There are many challenges facing Xbox: Game Pass, exclusives, customer loyalty. It’s a long list. But they are all rooted in one central issue: Hardware, which will be the biggest challenge for the new administration.
All of Xbox’s current issues can be traced back to hardware, even as this is supposed to be an age where plastic boxes are being left behind. They are not.
- The idea that potential Xbox customers will ditch the need for a box and pay to play games across various devices via cloud streaming has not panned out. Microsoft itself admitted in its Activision Blizzard court case that cloud was a small, nascent market, and as we can see, it has proven to be more of a side benefit than a primary way almost anyone in the Xbox ecosystem plays games.
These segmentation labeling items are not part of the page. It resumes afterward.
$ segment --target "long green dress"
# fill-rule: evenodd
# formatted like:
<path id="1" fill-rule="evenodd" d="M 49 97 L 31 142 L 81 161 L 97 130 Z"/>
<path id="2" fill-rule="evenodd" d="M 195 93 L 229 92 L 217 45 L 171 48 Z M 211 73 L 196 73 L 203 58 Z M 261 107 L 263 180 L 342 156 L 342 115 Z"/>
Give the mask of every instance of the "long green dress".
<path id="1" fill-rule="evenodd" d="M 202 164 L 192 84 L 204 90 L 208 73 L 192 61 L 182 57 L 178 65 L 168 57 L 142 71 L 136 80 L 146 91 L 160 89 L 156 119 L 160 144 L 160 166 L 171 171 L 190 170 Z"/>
- What Microsoft has clearly wanted to do above all else is grow Xbox Game Pass, and that rests almost entirely on the back of consoles. The only way to meaningfully expand Game Pass when cloud-only gamers barely exist and PC gamers are often married to their own ecosystems, is to expand the console base. One cannot thrive without the other, which is why we have seen Game Pass sales hit a ceiling. Plus, the hill is even steeper now after loads of cancellations in the wake of a stunning 50% price hike (which new leadership has reversed).
- This is about the exclusives issue, too. There is a reason exclusive games across all hardware are called “system sellers,” titles so good you feel like you have to own the console to play them. But in recent years, Xbox has struggled to A) produce those kinds of games and B) it slowly slid into third-party territory, sometimes because it acquired almost exclusively third-party developers (Activision Blizzard), but then because of this ill-fated idea that Xbox wanted people to play Xbox games everywhere, even on PlayStation. And that meant there was little, if any, need to buy an Xbox, which deepened that sales crash.
This is all happening at the worst possible moment. The cost of hardware has skyrocketed, both in what players are being charged ($800 for a 2TB Xbox Series X right now) and in how much it costs Microsoft itself. In a recent blog post, Xbox CEO Asha Sharma shared the brutal facts, revealing that this “crisis” meant that console storage components had doubled in barely half a year, and were 5x more expensive than two years ago, meaning these recent consumer-facing price hikes may not even be high enough. And this comes ahead of the fact that Microsoft’s next console, codename Helix, is some sort of PC and console hybrid. That kind of functionality may be a great idea, but during this current shortage, which shows little sign of abating, the cost of such a thing may be eye-watering and create a niche market that Xbox cannot afford to focus on right now.
It all ties back to hardware, especially the other two pillar issues, Game Pass and exclusives. It’s the base of both of them, but this comes at a time when you can just make the new, most powerful console and win the day. There are still reputational problems to deal with after two generations of underperformance, but the awful timing of these sky-high costs will only complicate things. Solutions will be tough to find.